Dozens of Kiwi babies born prematurely could be saved every year by waiting a minute before clamping the umbilical cord.

That's the conclusion of a years-long study involving researchers and parents here and in Australia, which this week was given the Australian Clinical Trials Alliance clinical trial of the year award.

Around 700 babies are born severely prematurely - 32 weeks' gestation or less - every year in New Zealand, and about 100 of them die.

The study found that if a pre-term baby's umbilical cord was left intact for at least a minute before cutting it, they had a 30 percent better chance of surviving than if it was cut immediately, as has been standard practise.

The World Health Organisation already recommends waiting a minute, and not just for preterm babies, because it allows more blood from the placenta to flow into the newborn, bringing more iron and oxygen with it.

"The extra blood at birth helps the baby to cope better with the transition from life in the womb, where everything is provided for them by the placenta and the mother, to the outside world,"  neonatologist Heike Rabe said in 2015, when research done in the UK was published that came to a similar conclusion as this latest study.

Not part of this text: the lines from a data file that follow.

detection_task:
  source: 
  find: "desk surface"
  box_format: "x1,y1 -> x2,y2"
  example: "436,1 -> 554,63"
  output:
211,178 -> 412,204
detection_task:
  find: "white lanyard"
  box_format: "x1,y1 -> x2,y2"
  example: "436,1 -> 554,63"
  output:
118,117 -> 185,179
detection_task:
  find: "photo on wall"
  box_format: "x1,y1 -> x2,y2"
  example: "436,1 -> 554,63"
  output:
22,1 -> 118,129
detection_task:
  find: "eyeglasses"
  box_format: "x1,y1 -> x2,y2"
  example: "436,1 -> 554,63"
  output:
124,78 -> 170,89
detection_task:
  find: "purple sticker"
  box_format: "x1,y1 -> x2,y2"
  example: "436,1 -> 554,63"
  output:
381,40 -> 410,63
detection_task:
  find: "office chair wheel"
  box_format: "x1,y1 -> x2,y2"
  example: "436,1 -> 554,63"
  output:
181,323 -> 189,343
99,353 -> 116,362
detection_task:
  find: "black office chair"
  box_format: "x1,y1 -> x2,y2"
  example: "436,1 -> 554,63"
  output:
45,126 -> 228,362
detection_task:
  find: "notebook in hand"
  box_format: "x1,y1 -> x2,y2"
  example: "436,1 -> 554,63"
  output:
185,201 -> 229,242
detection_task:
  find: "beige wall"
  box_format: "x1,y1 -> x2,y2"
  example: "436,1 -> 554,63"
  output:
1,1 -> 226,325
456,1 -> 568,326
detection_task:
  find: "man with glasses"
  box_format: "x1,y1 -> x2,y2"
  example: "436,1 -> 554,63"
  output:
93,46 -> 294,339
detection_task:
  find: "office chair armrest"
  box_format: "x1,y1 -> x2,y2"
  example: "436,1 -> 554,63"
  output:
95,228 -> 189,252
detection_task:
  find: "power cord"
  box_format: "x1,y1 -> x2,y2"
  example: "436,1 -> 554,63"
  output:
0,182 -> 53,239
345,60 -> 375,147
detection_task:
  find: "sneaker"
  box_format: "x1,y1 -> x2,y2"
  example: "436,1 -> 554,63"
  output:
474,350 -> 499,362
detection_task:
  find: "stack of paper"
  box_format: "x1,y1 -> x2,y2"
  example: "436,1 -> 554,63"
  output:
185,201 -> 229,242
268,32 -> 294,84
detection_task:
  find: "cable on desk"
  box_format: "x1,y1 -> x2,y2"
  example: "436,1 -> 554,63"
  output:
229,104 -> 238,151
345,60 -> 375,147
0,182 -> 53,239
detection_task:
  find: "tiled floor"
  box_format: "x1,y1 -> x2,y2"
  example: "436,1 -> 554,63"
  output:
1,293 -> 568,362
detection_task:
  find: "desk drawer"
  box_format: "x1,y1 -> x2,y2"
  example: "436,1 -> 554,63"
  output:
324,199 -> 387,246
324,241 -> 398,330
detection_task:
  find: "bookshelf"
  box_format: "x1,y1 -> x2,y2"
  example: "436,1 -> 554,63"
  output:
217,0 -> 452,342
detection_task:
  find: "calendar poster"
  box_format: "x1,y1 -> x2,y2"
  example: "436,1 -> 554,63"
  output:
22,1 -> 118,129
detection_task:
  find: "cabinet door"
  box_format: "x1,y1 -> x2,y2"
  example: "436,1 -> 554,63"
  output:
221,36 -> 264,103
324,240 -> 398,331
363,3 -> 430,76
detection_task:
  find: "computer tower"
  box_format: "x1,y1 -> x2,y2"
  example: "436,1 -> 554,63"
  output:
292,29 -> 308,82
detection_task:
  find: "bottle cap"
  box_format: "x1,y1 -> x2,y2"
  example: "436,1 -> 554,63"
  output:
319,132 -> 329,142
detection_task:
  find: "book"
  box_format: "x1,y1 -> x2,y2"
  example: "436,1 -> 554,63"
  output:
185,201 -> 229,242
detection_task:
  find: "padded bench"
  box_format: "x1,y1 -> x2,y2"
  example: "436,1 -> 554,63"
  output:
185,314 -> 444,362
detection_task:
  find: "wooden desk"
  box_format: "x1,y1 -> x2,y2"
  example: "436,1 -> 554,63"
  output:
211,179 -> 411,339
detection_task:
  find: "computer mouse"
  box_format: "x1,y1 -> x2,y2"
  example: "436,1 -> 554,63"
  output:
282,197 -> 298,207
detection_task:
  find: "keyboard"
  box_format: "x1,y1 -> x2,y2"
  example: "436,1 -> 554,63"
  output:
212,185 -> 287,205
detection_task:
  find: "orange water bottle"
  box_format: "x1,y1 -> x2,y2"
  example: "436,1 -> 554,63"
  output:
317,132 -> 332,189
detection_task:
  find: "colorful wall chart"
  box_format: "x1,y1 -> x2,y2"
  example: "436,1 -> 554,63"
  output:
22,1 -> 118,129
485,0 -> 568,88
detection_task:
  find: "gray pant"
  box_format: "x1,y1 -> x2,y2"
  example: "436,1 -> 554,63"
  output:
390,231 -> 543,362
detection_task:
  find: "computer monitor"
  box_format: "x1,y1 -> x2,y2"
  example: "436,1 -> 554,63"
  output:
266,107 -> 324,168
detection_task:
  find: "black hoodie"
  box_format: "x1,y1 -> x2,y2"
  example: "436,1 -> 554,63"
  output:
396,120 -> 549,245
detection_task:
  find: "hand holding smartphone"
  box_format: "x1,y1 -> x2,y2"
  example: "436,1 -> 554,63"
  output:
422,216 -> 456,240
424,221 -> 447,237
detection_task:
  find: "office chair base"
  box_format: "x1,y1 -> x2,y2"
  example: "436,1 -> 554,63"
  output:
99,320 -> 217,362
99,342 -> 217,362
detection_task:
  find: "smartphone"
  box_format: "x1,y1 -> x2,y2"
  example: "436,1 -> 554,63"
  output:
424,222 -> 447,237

"Their lungs get more blood so that the exchange of oxygen into the blood can take place smoothly."

Auckland City Hospital has changed its procedures, and obstetrician Katie Groom - who participated in the study - hopes more will follow.

"We know Auckland City Hospital has and we hope more will as word gets out," Dr Groom told NZME.

Newshub has contacted the Ministry of Health for its latest guidelines on the practise.

In 2015, the Maternity Services Consumer Council said "far too many" midwives and obstetricians were still cutting the cord right away. In 2011, statistics show at 90 percent of vaginal births, at the labour stage, were being managed "actively", which usually involves cutting the cord in the first minute. By 2016, that had fallen only slightly to 89 percent.

"There is no, and never has been, any evidence to support the practice of clamping the cord before it has stopped pulsating," the Maternity Services Consumer Council said in a statement.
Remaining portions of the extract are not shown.